About the exhibition
In this virtual exhibition, historian Donald Worster explains how human relations with other animals, wild and domestic, is at the core of a majority of epidemics. In the face of the current coronavirus crisis, he argues that an exclusive focus on human life and economy will keep neither the planet nor ourselves healthy. We must decide “whether we humans can or want to restore and protect the health, not just of ourselves, but also of the planet.”
This essay is licensed CC BY-NC-SA 4.0 International by Donald Worster. For the images, individual licenses apply (click on an image for more information).
The author wishes to thank Professor Shen Hou of Renmin University of China for editorial advice and publication help, including translation into Mandarin of an earlier version, published in 中華讀書報 (China Reading Weekly).
About the author
Rachel Carson Center
The copyright holder reserves, or holds for their own use, all the rights provided by copyright law, such as distribution, performance, and creation of derivative works
The copyright holder reserves, or holds for their own use, all the rights provided by copyright law, such as distribution, performance, and creation of derivative works.
Donald Worster is one of the founders of, and leading figures in, the field of environmental history. He is currently Distinguished Foreign Expert and senior professor in the School of History of Renmin University of China. Before coming to Beijing, Worster held the position of Hall Distinguished Professor of American History at the University of Kansas from 1989 until his retirement.
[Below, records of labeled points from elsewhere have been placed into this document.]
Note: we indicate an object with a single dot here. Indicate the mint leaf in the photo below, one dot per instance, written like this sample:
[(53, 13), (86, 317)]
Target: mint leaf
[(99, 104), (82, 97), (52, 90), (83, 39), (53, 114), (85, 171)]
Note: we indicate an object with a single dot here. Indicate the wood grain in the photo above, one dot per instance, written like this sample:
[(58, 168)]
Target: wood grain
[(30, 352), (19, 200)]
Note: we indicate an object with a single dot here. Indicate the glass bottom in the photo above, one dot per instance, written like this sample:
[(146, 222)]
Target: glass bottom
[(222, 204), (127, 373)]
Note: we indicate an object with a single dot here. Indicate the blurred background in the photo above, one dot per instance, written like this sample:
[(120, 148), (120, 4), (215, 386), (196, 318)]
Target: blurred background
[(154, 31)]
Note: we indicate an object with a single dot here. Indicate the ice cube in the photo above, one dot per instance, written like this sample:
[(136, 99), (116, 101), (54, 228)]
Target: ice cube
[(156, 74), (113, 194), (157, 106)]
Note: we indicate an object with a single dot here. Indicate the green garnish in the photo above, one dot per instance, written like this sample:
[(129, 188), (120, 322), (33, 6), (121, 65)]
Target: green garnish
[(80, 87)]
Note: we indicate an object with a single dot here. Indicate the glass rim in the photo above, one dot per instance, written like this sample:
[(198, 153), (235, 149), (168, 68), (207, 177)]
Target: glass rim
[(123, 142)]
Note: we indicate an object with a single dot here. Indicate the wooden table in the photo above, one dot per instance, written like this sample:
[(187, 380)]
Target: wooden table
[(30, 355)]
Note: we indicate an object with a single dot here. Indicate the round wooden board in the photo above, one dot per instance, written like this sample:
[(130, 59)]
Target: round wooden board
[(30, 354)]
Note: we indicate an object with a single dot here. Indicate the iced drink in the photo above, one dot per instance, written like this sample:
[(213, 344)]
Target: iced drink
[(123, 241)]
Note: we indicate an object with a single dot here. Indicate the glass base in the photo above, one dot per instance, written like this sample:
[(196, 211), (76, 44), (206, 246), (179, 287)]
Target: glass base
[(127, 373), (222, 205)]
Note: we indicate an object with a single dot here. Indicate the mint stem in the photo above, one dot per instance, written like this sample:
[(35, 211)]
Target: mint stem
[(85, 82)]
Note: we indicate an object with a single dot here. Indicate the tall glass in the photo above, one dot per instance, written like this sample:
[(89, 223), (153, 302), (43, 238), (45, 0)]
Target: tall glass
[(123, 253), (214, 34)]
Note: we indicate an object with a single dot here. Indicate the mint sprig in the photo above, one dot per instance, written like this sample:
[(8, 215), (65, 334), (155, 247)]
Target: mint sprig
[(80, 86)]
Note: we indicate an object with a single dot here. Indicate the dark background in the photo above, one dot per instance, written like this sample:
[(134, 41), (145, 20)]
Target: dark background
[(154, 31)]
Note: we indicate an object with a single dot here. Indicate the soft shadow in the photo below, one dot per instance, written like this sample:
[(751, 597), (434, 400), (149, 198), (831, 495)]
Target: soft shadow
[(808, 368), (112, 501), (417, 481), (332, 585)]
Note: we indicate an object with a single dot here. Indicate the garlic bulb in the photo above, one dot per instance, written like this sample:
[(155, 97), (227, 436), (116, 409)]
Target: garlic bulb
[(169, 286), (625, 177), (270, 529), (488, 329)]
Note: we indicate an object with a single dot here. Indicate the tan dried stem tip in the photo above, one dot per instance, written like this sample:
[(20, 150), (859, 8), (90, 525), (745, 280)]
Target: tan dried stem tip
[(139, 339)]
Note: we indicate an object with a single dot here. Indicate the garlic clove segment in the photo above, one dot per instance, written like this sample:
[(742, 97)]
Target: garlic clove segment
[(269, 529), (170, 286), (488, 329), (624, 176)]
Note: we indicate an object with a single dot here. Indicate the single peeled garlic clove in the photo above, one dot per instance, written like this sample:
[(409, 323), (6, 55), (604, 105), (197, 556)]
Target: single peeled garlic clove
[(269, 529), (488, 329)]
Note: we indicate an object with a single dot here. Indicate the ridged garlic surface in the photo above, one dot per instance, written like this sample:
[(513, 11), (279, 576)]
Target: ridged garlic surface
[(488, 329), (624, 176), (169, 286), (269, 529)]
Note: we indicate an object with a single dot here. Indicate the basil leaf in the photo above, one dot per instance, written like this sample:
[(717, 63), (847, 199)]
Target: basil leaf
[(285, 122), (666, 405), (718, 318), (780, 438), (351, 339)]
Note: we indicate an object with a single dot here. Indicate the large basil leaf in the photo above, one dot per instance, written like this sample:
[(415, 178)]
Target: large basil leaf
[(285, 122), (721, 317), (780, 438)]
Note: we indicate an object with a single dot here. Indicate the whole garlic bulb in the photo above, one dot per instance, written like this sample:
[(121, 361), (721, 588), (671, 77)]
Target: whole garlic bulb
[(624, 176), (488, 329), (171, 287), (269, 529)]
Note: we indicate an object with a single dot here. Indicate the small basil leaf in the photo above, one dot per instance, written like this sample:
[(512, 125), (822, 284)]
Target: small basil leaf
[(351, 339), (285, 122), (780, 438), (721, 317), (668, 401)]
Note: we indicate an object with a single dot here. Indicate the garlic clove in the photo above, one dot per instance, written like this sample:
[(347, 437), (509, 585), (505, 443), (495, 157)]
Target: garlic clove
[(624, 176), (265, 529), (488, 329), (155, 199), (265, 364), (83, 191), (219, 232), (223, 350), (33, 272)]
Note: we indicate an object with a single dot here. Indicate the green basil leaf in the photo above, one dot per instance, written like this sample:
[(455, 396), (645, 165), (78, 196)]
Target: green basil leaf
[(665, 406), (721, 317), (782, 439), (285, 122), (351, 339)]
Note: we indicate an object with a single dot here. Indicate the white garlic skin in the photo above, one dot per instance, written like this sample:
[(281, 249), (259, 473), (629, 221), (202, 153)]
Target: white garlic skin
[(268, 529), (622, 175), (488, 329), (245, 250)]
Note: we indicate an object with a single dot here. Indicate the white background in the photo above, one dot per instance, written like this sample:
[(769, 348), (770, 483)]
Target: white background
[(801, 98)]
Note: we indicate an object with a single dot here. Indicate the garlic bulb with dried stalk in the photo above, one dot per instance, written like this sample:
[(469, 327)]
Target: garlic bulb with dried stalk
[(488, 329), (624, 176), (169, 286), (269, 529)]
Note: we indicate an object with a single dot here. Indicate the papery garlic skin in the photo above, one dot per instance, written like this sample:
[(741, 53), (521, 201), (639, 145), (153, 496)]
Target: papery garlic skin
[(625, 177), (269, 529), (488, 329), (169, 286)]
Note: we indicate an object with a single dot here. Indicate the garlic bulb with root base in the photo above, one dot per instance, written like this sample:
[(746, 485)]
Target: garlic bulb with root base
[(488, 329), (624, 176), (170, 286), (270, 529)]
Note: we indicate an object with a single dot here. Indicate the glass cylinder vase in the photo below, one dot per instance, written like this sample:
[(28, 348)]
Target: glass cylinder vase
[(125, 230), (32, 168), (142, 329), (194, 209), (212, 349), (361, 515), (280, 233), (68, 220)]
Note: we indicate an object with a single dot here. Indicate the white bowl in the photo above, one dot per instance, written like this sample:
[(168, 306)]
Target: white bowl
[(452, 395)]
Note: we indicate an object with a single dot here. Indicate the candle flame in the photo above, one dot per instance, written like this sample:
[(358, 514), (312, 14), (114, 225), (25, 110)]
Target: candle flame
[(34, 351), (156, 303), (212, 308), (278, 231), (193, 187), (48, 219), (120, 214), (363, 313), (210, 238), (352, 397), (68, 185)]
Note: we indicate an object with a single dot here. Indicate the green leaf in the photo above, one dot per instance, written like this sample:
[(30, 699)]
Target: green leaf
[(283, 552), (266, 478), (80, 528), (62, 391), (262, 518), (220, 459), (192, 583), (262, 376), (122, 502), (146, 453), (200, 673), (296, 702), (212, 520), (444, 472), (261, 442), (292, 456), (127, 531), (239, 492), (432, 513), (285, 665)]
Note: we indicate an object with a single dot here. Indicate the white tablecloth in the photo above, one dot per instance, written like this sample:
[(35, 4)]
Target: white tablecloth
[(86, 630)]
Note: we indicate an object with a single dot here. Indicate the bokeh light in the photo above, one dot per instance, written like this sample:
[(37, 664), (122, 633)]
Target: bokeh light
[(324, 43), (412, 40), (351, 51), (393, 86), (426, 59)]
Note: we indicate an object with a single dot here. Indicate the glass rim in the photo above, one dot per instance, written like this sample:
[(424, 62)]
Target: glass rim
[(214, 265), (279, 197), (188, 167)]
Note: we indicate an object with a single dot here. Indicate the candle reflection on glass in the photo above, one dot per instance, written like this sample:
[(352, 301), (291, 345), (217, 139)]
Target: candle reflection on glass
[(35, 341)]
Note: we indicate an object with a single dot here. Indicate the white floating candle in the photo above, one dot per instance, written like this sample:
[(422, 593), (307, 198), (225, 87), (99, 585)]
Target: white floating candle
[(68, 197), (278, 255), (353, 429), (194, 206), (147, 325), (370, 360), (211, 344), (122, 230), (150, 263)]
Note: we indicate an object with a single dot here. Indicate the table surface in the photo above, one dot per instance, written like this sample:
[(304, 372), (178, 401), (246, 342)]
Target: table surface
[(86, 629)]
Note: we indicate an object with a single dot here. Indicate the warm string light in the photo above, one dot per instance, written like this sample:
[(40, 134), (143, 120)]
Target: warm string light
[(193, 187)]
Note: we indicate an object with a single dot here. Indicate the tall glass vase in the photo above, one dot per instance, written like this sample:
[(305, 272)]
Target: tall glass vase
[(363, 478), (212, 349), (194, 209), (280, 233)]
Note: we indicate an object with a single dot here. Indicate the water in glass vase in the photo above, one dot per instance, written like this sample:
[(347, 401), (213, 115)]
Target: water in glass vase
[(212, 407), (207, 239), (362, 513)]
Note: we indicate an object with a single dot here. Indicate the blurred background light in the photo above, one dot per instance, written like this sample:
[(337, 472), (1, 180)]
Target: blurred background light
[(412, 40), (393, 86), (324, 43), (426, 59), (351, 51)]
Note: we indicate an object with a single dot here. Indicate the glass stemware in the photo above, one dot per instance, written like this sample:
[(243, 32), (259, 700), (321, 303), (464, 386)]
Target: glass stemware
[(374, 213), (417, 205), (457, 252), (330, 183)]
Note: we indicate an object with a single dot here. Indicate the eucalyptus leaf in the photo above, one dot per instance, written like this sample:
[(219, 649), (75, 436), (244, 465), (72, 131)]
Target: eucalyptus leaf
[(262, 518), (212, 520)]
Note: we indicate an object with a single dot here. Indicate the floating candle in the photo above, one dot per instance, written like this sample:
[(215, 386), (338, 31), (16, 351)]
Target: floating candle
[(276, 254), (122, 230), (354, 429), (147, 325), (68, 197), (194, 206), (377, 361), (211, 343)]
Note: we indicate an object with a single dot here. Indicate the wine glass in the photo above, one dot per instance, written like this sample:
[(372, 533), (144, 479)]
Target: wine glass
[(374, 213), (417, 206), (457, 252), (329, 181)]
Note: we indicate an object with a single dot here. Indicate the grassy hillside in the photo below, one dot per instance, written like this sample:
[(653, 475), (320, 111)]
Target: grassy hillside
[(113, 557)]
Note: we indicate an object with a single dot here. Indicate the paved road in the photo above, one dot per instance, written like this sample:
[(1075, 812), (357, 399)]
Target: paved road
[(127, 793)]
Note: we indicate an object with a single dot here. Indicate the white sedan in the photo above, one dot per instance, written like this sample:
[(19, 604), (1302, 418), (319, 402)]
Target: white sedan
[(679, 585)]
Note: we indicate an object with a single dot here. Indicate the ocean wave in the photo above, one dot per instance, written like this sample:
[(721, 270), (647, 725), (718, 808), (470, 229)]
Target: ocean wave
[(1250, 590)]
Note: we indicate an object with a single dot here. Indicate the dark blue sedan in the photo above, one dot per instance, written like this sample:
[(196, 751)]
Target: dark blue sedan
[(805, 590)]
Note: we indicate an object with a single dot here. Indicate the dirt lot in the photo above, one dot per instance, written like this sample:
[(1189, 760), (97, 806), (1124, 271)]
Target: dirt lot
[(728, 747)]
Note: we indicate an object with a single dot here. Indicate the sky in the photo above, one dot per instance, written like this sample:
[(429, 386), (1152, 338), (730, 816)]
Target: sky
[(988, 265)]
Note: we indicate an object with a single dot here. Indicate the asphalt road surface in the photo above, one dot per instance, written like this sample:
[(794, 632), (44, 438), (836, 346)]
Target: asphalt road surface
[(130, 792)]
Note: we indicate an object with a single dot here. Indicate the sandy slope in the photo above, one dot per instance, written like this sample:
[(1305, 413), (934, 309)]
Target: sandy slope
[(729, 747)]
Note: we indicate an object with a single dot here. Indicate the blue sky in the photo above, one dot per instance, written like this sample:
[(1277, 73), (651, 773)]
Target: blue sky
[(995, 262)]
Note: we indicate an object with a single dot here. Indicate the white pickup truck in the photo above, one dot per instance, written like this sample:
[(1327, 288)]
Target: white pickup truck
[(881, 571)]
Worster has been active in environmental history since the early 1970s, in the United States and other parts of the world. In 1971, he completed his Ph.D. at Yale University, where he studied the history of ecology, environmental literature, intellectual history, and the history of the American West. Formerly the president of the American Society for Environmental History, Worster has served on a number of editorial boards, and, for more than two decades, has been founding editor for the Environment and History book series published by Cambridge University Press. He is an elected member of the Society of American Historians and the American Academy of Arts and Sciences. In 2011 and 2013 he was a Fellow at the Rachel Carson Center for Environment and Society at LMU Munich.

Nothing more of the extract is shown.